As I have mentioned, the CPU costs imposed by access lists can be significant. In addition, access lists take time to administer. Some alternatives to access lists can reduce CPU costs, while others simply limit the number of access lists you need to manage. I cover these alternatives in this section.
One common technique for replacing access lists is to use static routes. You can set route preferences on routers that you administer by explicitly configuring routes. Since static routes by default have a more preferable administrative distance than any dynamic routing protocol, configuring a static route to a network can cause a router to ignore any dynamic routing protocol’s routing update to that network.
The simplest way to eliminate access lists for routing policies is to completely remove the dynamic routing protocols and use static routes everywhere. This may be possible in simple networks like the one shown in Figure 4.2. You can configure static routes on the central router and define fixed routes to all of the networks in a central location. Static routes explicitly define routing policies, so you do not need to use access lists to filter routing updates.

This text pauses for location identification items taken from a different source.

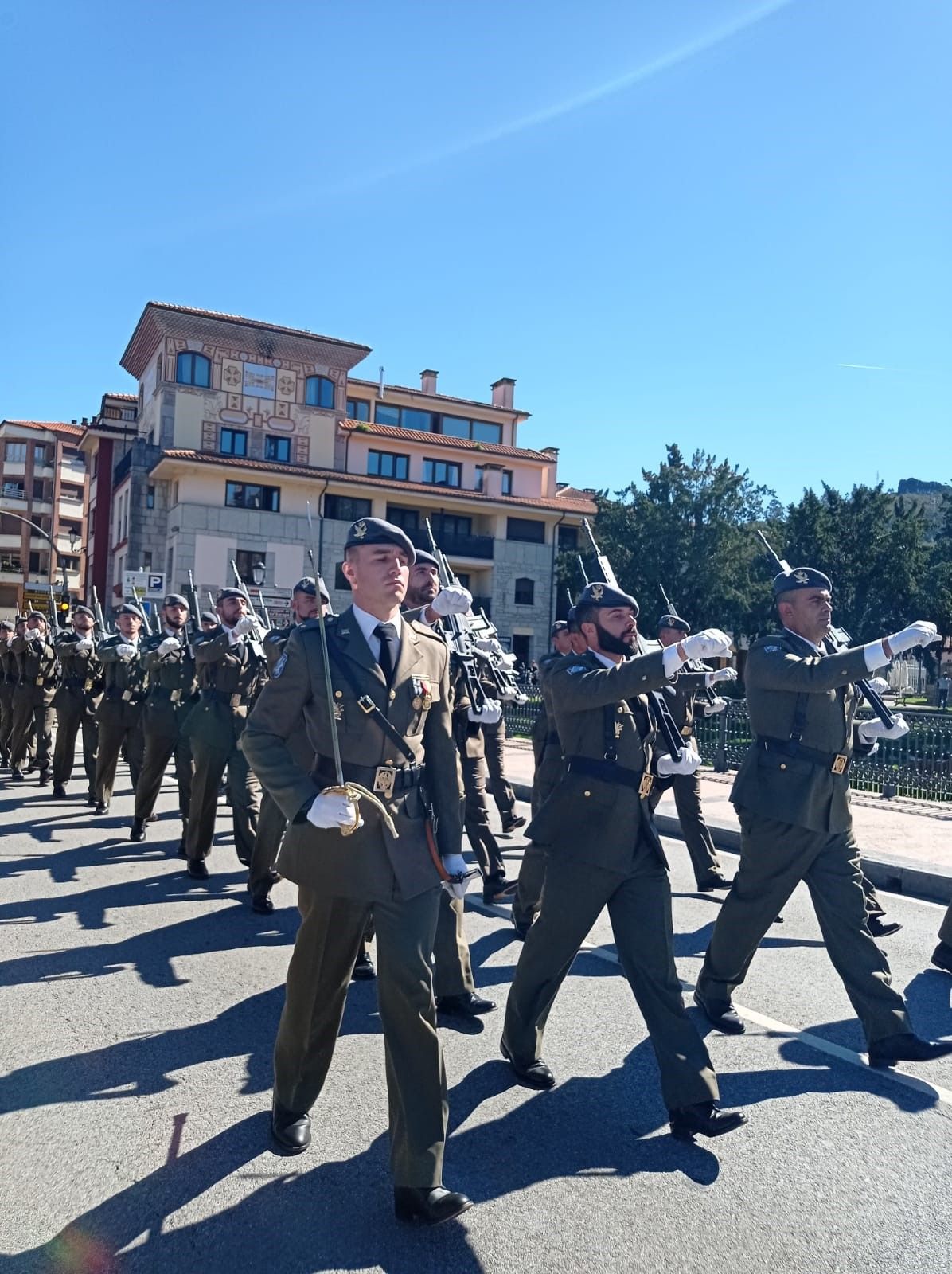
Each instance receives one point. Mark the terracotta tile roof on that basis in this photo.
(444, 440)
(438, 398)
(573, 503)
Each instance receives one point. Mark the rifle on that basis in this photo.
(657, 707)
(780, 566)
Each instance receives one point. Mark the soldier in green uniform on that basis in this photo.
(33, 696)
(271, 821)
(174, 692)
(792, 798)
(232, 669)
(76, 701)
(388, 706)
(681, 700)
(603, 850)
(120, 713)
(8, 679)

As a network becomes more complex, a purely static routed network might become difficult to manage. Still, to reduce the use of access lists a combination of dynamic and static routes is possible. With stub networks, for example, connections between the stub networks and the transit or default network can be static routed, eliminating the need for dynamic routing protocols and routing access lists. Let’s revisit Figure 4.9 and see how we can use static routes instead of access lists. Recall that a key issue in this network was making sure the site networks did not advertise a network they did not own. To see how this occurs with static routes, let’s say that Router 1’s serial interface uses IP address 192.168.12.1 and Router 3’s serial interface has IP address 192.168.12.2. Router 4’s serial interface to Site E has IP address 192.168.13.1, and Router 6’s serial interface has IP address 192.168.13.2. Router 1 would use the following configuration to define its routing:
default-network 172.28.0.0 192.168.12.2 ip route 172.28.0.0 255.255.0.0 router rip network 19.0.0.0 redistribute static
Since 172.28.0.0/16 is the central transit network for this intranet, we define it as the default network and set up a default route to Router 3. We then redistribute our default network within Site D. We define network 19.0.0.0 in the routing statement, but not network 192.168.12.0/24. This causes the RIP routing process to send and listen to RIP routing updates only on interfaces that are on network 19.0.0.0. Therefore, Router 1 does not send routing updates out of its serial link to Router 3 or listen to any updates on that interface. This configuration saves considerable CPU resources on the router, since there are fewer router updates to process, and no route filtering to be done.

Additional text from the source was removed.